Concentration-dependent effect of leptin on PE-preconstricted rings from control (A), leptin-treated (B) and obese (C) rats was examined in the presence of L-NAME+indomethacin. Segments were examined in the absence (black squares, continuous line) or in the presence of 3 µM stigmatellin (white squares, broken line).

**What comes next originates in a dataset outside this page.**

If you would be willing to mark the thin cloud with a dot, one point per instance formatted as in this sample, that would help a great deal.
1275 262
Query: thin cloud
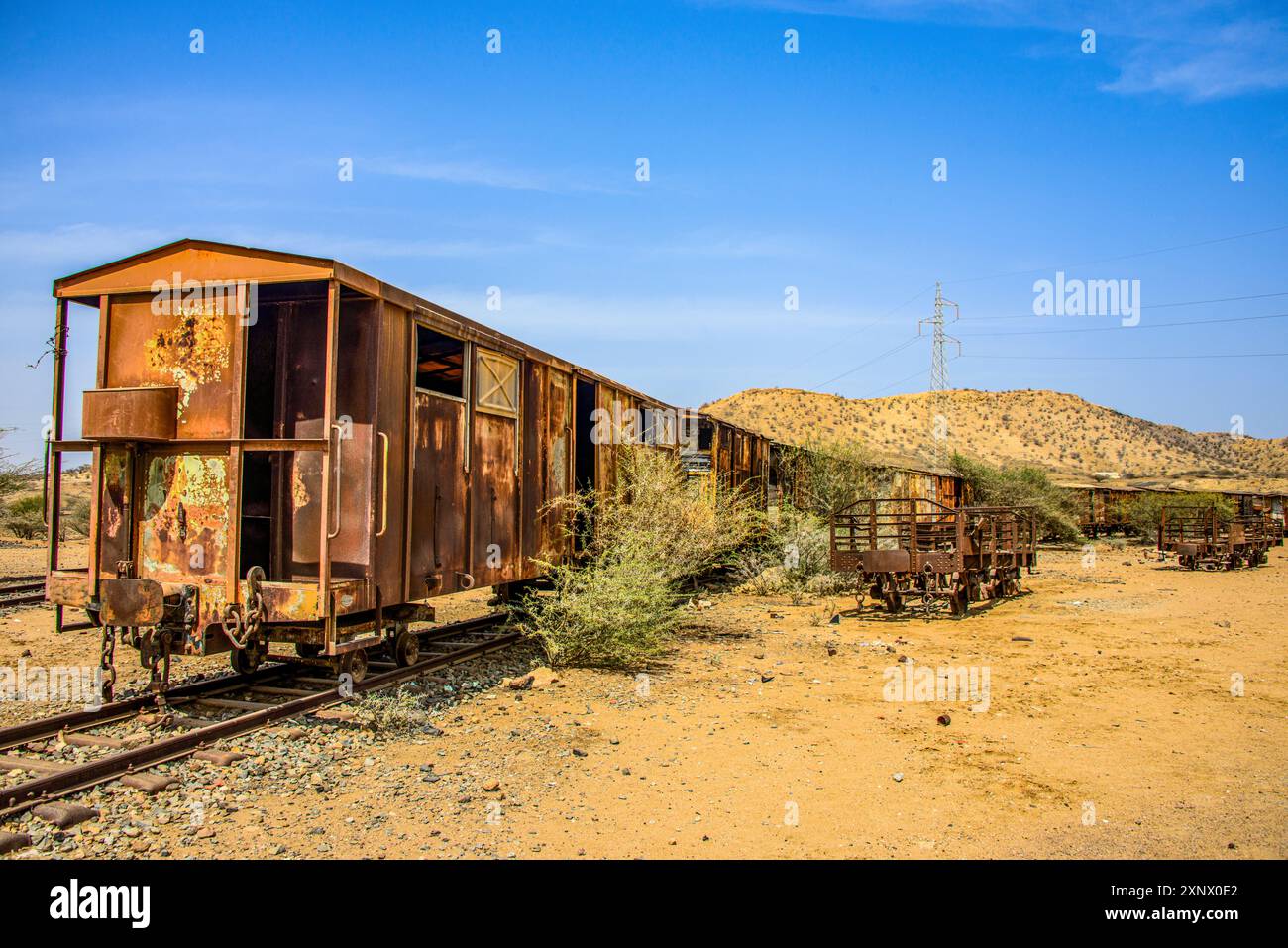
482 174
1199 51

GYY4137-induced Vasorelaxation in Leptin-treated and Obese Rats
Finally, we examined if the sensitivity of blood vessels to H2S is altered in leptin-treated and obese rats. We examined GYY4137-induced relaxation of PE-preconstricted mesenteric artery rings with intact endothelium in the presence of apamin and TRAM-34 or glibenclamide, which reflect KATP channel-dependent and SKCa/IKCa channel-dependent mechanisms, respectively. The effect of GYY4137 on apamin+TRAM-34 treated segments was similar in all groups (Fig. 8A). In contrast, the effect of H2S donor on glibenclamide-treated arterial segments from leptin-treated or obese rats was markedly enhanced in comparison to the control group (Fig. 8B, Table 6).

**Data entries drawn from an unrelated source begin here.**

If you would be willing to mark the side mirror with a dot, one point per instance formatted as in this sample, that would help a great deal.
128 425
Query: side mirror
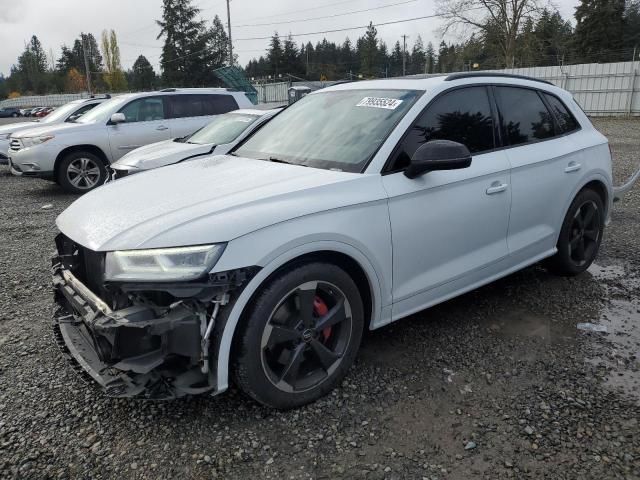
117 118
438 155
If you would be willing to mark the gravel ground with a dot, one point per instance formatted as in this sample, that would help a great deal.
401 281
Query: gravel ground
498 383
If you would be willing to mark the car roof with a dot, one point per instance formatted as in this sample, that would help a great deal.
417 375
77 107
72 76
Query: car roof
255 111
431 83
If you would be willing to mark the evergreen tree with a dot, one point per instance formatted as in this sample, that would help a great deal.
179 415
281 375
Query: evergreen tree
599 30
113 76
186 41
417 58
142 75
275 55
368 52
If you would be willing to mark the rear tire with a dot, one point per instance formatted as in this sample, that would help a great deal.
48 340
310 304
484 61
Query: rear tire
300 336
580 236
80 172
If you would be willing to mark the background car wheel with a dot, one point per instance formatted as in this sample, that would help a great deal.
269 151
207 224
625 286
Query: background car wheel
80 172
300 337
580 236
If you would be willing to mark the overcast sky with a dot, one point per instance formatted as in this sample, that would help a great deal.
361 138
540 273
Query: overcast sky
58 22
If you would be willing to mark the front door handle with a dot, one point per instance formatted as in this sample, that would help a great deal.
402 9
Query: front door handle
572 167
496 187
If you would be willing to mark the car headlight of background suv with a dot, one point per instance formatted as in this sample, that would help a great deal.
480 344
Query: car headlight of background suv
162 264
33 141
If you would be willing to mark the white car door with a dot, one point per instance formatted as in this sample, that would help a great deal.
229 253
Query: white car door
448 225
145 123
546 168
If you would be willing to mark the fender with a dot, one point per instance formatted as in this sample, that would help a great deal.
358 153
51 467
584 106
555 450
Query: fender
593 176
224 351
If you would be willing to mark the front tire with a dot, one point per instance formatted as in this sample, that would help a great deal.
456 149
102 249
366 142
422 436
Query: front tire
580 236
80 172
300 336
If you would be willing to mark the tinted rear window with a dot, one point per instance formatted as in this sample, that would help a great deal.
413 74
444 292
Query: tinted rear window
566 121
199 105
525 117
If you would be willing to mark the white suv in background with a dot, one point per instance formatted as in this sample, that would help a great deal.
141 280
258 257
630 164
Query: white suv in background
76 154
66 113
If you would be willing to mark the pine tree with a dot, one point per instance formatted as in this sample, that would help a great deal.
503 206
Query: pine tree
417 59
142 75
186 40
368 52
599 30
275 55
113 76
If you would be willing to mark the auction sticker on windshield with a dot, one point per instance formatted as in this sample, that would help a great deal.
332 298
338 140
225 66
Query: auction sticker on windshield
377 102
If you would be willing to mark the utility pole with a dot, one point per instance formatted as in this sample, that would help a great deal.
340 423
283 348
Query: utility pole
404 55
86 62
229 27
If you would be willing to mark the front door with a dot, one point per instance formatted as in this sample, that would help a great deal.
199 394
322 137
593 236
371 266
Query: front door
447 225
145 123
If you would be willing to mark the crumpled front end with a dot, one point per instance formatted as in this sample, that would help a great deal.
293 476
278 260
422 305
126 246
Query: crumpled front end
138 340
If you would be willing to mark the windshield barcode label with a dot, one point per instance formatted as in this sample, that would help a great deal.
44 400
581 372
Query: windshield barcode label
375 102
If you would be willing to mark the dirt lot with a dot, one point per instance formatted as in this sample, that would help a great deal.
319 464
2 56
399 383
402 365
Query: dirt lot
498 383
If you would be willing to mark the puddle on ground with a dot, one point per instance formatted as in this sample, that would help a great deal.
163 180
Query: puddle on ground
621 317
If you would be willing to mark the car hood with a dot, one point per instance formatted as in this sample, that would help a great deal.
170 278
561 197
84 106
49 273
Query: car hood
54 129
159 154
209 200
14 127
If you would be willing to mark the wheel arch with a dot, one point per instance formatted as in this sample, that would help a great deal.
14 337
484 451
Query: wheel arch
597 182
342 255
79 148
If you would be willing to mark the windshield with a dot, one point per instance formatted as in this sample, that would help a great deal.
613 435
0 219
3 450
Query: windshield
61 113
102 111
340 129
224 129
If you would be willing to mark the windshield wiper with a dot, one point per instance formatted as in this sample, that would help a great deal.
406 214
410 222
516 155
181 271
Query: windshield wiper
279 160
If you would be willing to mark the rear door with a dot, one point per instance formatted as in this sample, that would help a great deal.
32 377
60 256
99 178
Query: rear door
448 225
146 123
545 165
190 112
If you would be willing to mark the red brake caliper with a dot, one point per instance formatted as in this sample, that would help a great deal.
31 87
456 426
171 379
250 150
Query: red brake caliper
320 309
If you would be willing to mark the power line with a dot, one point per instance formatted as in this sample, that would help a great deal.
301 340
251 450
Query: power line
326 16
359 27
302 10
381 24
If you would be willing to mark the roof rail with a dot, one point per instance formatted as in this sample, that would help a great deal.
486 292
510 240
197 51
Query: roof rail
458 76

The in vitro activity of the both non-pegylated and pegylated superactive rat leptin antagonists (D23L/L39A/D40A/F41A) was similar to that of similar mutants of mouse, human  and ovine  indicating that the similarity of the effect of the D23L mutation in different species is likely related to the fact that the sequence of amino acids 6–28 (VQDDTKTLIKTIVTRINDISHTQ), making up the main part of the first α-helix, is identical in human, mouse, rat, ovine, bovine and pig leptins. Though the 3D structure of leptin:leptin receptor complex has not yet been elucidated and an accurate structural interpretation of our findings is impossible, we suggested that D23 which is located at the C-terminal end of helix is part of the leptin binding site II . Its replacement by a non-negatively charged amino acid probably abolishes some as yet unidentified repulsive effect and therefore increases the interaction with leptin receptor.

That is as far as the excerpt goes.